Gender and the Rhetoric of Family Law Reforms in India
The effort at codification of personal laws in India during the 1930s, 1940s and 1950s was directed towards addressing a wide range of concerns. It attempted to create a unified legal framework that provided Indian citizens justice in an egalitarian manner, while trying to foster a framework that provided women the space to contribute to the development of the nation. The process also sought to remove discriminations towards backward castes within the Hindu community and in that process also diminished the influence of religion in the public sphere.
The present study concentrates on the communicative processes surrounding the public discourse over the Hindu Code Bill in 1945. In the 1940s, India witnessed an intense public debate over a draft legislation covering aspects of family laws for the Hindu Community, the Hindu Code Bill. In 1945, a Government appointed committee (the Hindu Law Committee) visited major cities to gather public opinion on the draft. A passionate country-wide debate on family law reform and gender rights was triggered by the tour of the Committee, as it met many lawyers, opinion leaders and organisations.
The discourse over the Hindu Code Bill in the public sphere witnessed unprecedented participation across all regions and segments of the Indian society and created deep differences across social and religious organisations, political parties and as a whole polarised the entire Indian society over the necessity of the legislation in general and the rights it proposed to confer on women in particular. The debate was of significance to minority communities in India as well (Muslims, Christians and Parsis), as their respective personal laws also came under the scanner of the discourse and voices were raised for reforms. The communicative processes surrounding the Bill had enormous impact on a society in transition, not just through the legal enactments thatfollowed, but also through the debate’s potential for liberating the Indian mind from deeply embedded notions of patriarchy, allowing for a broader role of women in social development. The debate contributed significantly in the creation of the modern Indian social psyche and feminist consciousness.

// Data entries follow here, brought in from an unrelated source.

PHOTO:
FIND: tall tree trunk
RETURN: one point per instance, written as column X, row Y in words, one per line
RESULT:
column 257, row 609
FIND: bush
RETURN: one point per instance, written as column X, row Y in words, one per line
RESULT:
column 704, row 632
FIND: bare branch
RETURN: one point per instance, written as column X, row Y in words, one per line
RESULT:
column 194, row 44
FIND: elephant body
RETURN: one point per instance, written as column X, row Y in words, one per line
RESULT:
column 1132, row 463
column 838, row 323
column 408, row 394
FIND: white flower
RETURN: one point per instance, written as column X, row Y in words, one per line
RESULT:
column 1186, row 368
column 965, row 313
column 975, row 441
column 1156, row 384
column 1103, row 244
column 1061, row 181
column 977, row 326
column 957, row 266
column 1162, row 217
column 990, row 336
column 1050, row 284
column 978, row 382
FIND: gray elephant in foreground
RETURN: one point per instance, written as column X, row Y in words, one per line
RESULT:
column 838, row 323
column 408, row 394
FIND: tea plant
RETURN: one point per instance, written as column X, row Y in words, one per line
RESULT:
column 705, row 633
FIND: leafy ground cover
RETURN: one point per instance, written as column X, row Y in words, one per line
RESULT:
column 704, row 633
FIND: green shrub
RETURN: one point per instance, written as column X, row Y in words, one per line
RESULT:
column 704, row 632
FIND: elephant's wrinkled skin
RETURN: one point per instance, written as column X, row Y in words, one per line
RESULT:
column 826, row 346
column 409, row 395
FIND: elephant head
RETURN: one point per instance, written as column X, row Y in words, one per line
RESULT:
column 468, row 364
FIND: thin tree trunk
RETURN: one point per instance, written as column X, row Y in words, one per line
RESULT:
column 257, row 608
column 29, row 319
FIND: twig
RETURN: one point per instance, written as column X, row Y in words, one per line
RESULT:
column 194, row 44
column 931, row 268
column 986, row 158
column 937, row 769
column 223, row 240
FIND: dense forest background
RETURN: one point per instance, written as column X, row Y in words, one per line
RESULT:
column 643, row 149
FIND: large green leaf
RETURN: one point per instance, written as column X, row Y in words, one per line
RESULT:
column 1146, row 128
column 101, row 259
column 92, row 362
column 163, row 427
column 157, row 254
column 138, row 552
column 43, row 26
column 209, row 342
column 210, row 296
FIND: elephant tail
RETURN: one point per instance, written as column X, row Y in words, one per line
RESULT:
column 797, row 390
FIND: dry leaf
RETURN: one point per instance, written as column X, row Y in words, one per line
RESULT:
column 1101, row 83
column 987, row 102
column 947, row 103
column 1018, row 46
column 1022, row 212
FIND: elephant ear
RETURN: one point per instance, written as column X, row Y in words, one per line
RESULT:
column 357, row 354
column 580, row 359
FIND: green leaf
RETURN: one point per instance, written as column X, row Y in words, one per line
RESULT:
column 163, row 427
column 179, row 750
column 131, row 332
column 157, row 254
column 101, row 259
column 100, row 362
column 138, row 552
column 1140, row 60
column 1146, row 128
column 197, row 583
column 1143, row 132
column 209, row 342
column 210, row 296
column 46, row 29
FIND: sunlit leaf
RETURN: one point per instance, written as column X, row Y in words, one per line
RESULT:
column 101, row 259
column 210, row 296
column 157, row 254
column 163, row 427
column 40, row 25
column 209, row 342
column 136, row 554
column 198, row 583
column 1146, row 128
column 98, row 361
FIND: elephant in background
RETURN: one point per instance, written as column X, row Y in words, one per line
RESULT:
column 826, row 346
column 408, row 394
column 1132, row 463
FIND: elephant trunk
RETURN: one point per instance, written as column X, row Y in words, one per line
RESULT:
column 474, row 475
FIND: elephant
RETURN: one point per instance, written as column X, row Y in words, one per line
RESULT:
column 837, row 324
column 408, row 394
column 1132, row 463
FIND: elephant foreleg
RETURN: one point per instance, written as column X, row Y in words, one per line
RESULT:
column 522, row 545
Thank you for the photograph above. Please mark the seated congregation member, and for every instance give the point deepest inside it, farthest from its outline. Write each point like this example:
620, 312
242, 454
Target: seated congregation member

The study focusses on the forces that led to the intensification of the debate of 1945, and the reasons as to why legislative efforts confronted significant hurdles. It examines the roles of a wide variety of social groups and their contribution to the vibrancy of the debate, their respective beliefs and positions, flexibilities and rigidities in their approaches and their relevance in contemporary debates on family law reforms in India. This includes an assessment of the multiplicity of “narrative”. A major focus are of research is the gender perspective as it explores the role of Women’s organizations in the debate of 1945.
The research is being conducted during the period September 2015 to September 2017.